Jaguars, koalas, and even polar bears are victims of the same cruel system as cows, chickens, and pigs–industrial animal agriculture (also called “factory farming”). Factory farms not only cause untold suffering for the animals who are confined and slaughtered, they are also a leading cause of climate change, making the planet less habitable for animals worldwide.
Despite growing momentum to address climate change, industrial animal agriculture continues to be let off the hook. We cannot afford to keep giving factory farming a pass.
You can help by demanding more plant-based foods in grocery stores, restaurants, and cafeterias in your community.
Experts have warned that unless factory farming declines, we cannot achieve the goals of the Paris Climate Agreement and keep below the 1.5°C increase maximum.
- Greenhouse gas emissions: GHG emissions from growing and processing crops to feed farmed animals represent 45% of global agricultural emissions. In the US, factory farms account for 13% of total methane emissions, a greenhouse gas with very high warming impact.
- Food waste: More than a quarter of all animal products are discarded, a major source of food waste in landfills! Food waste accounts for 2% of US greenhouse gas emissions.
The climate impacts from the world’s five largest factory farming companies are responsible for emissions equivalent to 36.4 million cars on the road annually.
Destroying Forests and Grasslands to Feed Factory Farming
Animals like Xama the jaguar and Cecilia the anteater are losing their homes and families to feed factory farms.
In Brazil’s pristine ecosystems, fires are deliberately set, destroying precious habitats and the animals that once thrived there. Similarly, in the wilds of Queensland, Australia, trees that provide homes for koalas and other animals are bulldozed.

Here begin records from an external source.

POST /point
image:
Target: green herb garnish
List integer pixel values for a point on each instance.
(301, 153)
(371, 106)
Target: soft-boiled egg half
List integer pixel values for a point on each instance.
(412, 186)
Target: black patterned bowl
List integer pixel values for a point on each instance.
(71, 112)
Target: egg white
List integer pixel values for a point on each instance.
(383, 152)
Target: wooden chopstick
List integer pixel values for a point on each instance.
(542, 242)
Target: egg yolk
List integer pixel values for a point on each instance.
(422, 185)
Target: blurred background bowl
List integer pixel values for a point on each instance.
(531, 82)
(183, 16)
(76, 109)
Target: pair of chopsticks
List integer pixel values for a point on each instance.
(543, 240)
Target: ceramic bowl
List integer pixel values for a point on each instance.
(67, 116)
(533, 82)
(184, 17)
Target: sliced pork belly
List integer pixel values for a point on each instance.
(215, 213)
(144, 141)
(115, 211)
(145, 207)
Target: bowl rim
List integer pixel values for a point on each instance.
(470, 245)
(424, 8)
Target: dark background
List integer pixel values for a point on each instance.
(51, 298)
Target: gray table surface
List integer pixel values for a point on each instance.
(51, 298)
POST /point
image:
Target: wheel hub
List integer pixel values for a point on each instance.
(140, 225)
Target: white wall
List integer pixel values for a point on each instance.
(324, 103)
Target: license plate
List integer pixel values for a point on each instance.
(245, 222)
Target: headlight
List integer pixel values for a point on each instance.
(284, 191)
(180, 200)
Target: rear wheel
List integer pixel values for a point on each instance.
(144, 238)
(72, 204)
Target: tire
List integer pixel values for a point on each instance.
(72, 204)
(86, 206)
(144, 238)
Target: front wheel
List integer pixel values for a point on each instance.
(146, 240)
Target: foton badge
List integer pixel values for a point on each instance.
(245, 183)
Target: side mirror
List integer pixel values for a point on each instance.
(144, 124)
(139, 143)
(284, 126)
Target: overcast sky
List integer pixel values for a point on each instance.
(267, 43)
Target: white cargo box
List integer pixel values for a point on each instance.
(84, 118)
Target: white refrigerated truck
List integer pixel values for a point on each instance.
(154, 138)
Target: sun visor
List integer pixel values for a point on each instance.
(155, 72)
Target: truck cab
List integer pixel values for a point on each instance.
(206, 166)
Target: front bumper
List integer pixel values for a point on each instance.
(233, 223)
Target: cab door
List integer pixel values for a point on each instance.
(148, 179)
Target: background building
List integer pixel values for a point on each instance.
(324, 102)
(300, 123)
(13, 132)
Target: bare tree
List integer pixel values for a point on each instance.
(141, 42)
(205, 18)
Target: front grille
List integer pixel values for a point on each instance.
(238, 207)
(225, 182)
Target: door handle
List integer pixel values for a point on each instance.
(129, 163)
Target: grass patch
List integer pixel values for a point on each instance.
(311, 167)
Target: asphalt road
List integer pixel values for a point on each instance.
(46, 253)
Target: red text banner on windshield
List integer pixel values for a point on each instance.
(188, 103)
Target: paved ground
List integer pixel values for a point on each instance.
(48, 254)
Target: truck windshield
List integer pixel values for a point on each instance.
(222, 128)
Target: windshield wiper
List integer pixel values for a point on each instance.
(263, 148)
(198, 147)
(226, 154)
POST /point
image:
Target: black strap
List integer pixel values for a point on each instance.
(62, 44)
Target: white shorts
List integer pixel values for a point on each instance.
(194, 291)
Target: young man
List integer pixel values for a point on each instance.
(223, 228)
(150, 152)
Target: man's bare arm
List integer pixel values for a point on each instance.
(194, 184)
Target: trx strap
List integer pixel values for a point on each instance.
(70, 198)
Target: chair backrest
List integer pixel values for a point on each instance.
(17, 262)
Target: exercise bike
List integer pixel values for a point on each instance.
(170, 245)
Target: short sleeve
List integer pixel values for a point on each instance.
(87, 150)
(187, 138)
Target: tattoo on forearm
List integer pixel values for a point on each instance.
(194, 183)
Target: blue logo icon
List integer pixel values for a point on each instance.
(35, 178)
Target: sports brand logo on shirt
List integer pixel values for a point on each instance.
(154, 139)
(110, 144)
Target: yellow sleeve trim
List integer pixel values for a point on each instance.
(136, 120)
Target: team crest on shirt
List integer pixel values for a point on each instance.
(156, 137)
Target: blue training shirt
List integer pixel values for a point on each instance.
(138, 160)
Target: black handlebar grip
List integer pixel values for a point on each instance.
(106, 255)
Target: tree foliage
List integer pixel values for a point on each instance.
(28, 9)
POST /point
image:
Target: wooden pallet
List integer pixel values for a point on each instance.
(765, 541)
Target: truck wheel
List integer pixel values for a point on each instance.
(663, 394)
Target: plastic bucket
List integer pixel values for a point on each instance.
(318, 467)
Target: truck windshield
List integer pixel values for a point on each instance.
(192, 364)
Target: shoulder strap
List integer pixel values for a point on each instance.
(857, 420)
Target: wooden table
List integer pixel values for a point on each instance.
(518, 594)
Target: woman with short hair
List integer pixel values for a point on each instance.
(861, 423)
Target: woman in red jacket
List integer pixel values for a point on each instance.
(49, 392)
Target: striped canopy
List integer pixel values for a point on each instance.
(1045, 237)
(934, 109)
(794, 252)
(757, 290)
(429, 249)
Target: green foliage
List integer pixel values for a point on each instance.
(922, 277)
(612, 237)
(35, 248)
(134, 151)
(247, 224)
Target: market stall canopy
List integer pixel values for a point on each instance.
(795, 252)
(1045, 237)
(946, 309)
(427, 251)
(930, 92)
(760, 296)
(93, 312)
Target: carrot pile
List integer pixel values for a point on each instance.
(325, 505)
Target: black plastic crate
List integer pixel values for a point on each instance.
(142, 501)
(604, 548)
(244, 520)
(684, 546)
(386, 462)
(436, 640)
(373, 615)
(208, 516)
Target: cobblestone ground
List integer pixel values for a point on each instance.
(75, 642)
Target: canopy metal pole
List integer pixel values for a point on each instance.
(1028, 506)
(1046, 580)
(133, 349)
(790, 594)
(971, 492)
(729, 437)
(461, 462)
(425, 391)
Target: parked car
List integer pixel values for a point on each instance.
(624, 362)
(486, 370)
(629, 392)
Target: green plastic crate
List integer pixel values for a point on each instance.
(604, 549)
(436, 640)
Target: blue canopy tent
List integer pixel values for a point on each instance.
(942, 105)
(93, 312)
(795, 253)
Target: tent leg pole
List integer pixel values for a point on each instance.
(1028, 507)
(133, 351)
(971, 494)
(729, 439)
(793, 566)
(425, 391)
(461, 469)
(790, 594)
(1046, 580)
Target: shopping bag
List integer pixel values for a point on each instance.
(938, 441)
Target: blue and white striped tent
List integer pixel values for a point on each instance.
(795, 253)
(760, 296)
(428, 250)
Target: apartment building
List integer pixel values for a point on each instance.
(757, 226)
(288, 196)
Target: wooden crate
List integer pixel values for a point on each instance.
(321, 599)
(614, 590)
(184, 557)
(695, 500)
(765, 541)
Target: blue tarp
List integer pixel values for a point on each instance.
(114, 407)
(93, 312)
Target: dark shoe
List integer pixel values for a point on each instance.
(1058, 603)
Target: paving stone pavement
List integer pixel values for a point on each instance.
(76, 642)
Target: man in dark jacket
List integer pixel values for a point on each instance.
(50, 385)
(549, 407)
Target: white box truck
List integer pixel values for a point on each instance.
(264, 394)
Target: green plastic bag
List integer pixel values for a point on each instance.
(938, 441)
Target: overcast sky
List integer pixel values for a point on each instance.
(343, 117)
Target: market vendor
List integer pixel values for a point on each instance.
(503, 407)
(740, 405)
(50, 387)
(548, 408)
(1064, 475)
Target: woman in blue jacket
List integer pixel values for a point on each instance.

This destruction is driven by meat companies seeking more space and releases significant amounts of carbon into the atmosphere.
Creating and Spreading Virulent Disease
Factory farming and climate change are increasing the global risk of zoonotic diseases like bird flu. Industrial agriculture puts thousands of animals into overcrowded conditions, increasing the spread and severity of viruses and bacteria. Warmer temperatures, caused in part by factory farms, are expanding the range of harmful diseases.
Recent global outbreaks of bird flu have killed nearly 100 million US chickens since 2022 and have recently infected species across several continents, including Antarctic penguins, a Florida dolphin, and an Alaskan polar bear. The World Health Organization labels bird flu a global zoonotic pandemic.
Draining and Polluting Our Freshwater Resources
Climate change is negatively affecting the quantity and quality of freshwater resources that humans and animals rely on, and factory farming is one of the largest consumers and polluters of freshwater in the US. The Midwest cow industry is the primary cause of depleting levels of the Colorado River, a water resource that hundreds of species rely on to thrive.
Factory farming’s reliance on massive amounts of corn and soy comes with a toxic price. Each year nearly 250 million pounds of insecticides and herbicides are applied in the US just to the corn and soy grown for animal feed! These toxic chemicals poison aquatic species and the animals that consume them. Chemical fertilizers cause oxygen-depleted dead zones in the Gulf of Mexico, where few or no lifeforms can survive.
It's Clear: Eat Plants. Save Animals.
Stop Climate Change.
Reducing and/or eliminating meat consumption is urgently needed to protect animals, halt and reverse the climate crisis, and build a more sustainable and kind food system.
Set meat reduction targets
Companies committed to social responsibility in their supply chains must set timebound targets for reducing meat procurement. Achieving reductions in meat purchasing will better enable companies to meet emissions reduction, biodiversity protection, and other sustainability targets.
Meaningfully promote plant-based and other animal-free foods
Including plant-based foods on retail shelves and restaurant menus is a positive step, but transformational change requires food companies to actively promote these foods and their benefits to their customers through in-store and online deals, features, and offers.